Quand les débris spatiaux se consument, ils ressemblent à une étoile filante.

Markus Griesser, astronome

Mais que pourrait faire l’humanité pour arrêter un astéroïde dangereux? Dans les films hollywoodiens, on a tendance à tirer sur ces amas à coup de bombes atomiques...
Mauvaise idée! Si l’on fait exploser un astéroïde à l’approche de la Terre, on risque, dans le pire des cas, de provoquer une pluie de débris qui dévasterait une zone bien plus vaste. La NASA est en train de développer une bien meilleure méthode de défense: une sonde spatiale censée entrer en collision avec l’astéroïde à temps et le faire dévier très légèrement de sa trajectoire. Si cela se produit à une grande distance de la Terre, il suffit d’une minuscule correction pour qu’il passe finalement à côté de notre planète.

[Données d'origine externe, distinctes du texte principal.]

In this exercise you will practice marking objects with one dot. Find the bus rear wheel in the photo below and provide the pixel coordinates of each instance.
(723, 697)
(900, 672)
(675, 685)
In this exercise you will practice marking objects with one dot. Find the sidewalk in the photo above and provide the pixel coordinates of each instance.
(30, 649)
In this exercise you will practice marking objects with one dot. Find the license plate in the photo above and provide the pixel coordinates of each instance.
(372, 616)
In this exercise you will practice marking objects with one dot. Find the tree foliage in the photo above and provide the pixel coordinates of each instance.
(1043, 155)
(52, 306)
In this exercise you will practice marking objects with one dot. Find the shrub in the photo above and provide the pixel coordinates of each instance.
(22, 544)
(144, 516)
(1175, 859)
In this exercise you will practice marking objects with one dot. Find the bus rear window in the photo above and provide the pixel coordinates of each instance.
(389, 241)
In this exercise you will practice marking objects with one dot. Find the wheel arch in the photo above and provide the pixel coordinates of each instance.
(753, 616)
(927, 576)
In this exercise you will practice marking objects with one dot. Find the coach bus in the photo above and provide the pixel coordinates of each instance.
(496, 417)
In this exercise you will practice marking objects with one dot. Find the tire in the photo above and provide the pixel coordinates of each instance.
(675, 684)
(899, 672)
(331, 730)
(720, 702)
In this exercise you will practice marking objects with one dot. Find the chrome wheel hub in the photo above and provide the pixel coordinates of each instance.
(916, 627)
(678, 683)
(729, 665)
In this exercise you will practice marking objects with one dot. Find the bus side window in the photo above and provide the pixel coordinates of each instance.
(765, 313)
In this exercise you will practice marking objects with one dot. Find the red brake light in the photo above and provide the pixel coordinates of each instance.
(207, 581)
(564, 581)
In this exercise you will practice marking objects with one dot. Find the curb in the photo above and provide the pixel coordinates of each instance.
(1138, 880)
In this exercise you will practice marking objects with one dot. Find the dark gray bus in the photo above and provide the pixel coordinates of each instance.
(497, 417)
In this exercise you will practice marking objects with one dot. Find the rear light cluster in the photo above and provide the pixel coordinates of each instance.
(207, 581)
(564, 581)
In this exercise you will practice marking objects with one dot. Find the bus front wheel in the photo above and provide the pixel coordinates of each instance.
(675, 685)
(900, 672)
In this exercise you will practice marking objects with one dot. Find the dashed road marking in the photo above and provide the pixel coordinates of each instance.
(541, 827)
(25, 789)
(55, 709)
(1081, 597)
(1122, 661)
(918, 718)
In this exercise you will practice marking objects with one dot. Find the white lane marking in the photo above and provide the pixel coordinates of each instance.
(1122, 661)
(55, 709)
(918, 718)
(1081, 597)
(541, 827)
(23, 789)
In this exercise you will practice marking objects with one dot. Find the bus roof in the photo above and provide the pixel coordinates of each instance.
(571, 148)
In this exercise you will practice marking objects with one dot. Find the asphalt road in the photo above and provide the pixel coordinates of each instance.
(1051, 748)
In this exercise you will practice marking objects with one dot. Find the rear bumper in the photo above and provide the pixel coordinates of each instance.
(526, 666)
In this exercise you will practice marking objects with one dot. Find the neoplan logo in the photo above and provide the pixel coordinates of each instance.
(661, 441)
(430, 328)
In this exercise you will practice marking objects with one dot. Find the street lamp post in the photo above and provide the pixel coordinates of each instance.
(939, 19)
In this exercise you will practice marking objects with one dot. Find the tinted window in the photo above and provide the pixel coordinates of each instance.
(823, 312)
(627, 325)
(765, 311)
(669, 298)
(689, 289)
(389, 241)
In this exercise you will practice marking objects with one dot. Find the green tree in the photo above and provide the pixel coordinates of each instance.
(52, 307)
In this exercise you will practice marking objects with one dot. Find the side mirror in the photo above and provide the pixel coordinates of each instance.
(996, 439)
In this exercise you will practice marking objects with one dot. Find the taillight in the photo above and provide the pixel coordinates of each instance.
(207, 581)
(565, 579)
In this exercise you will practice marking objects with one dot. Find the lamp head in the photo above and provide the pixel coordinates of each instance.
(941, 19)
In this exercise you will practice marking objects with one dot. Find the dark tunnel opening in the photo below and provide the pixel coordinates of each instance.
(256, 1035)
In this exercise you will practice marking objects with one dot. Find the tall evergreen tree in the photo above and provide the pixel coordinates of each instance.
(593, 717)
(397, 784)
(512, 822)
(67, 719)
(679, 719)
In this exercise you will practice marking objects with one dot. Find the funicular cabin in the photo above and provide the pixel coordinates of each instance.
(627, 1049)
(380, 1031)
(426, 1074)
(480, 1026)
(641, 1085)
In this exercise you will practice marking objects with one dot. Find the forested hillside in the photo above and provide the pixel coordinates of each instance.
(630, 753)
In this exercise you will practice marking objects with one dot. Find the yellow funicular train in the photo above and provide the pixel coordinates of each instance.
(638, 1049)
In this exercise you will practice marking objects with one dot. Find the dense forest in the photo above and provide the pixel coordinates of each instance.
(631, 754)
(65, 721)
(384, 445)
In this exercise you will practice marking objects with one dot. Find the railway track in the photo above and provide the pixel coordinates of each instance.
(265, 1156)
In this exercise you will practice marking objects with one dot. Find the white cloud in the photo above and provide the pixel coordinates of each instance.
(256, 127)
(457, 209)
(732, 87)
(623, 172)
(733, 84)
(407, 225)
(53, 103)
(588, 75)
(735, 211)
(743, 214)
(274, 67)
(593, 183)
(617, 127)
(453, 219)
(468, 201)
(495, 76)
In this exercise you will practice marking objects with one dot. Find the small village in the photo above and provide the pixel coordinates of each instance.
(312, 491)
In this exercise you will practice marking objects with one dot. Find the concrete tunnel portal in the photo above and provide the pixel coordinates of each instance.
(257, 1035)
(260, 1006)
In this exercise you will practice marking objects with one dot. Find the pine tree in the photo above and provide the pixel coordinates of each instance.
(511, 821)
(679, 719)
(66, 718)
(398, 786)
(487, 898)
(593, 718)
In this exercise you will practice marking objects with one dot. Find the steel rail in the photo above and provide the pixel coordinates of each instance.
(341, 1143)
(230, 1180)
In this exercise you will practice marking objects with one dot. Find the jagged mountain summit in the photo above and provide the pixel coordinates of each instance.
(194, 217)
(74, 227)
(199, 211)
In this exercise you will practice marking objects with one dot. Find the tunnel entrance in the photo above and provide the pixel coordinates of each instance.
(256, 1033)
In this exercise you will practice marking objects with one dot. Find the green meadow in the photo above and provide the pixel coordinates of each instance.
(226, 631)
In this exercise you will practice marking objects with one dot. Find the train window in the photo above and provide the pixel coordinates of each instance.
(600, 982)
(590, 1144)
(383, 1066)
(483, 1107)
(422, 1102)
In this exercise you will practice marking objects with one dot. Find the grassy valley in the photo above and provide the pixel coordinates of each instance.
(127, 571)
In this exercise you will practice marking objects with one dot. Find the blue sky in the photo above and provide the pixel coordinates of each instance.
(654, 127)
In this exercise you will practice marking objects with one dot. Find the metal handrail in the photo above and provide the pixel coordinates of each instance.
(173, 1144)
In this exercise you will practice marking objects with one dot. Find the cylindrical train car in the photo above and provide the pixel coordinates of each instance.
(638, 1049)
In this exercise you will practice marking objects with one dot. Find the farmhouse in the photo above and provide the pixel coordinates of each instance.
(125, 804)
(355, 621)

Ces dernières années, de nombreux nouveaux satellites ont été lancés en orbite. Cela a-t-il modifié le ciel nocturne?
Oh oui, les changements sont visibles à l’œil nu: l’entreprise SpaceX d’Elon Musk lance régulièrement des hordes entières de satellites Starlink en orbite. Tant qu’elles sont encore en orbite basse, on les voit depuis la Terre, elles ressemblent à un collier de perles composé de minuscules points lumineux. À cela s’ajoute la masse toujours plus importante de débris spatiaux: lorsque de tels déchets se consument dans l’atmosphère, ils ressemblent à une étoile filante.

Les débris spatiaux sont-ils dangereux?
Ils pourraient frapper la Station spatiale internationale (ISS) et blesser des astronautes, mais surtout, cette masse de déchets est un énorme problème pour nous, astronomes. Un gigantesque tas d’ordures tourne autour de la Terre et entrave de plus en plus nos observations. Cela m’agace beaucoup. Le problème, c’est qu’il n’y a pas de règles pour l’exploitation commerciale de l’espace. N’importe quelle personne qui a les moyens techniques peut lancer des objets dans l’espace proche de la Terre. Dans le lot, il y a aussi des entreprises véreuses qui ne sont intéressées que par le profit à court terme.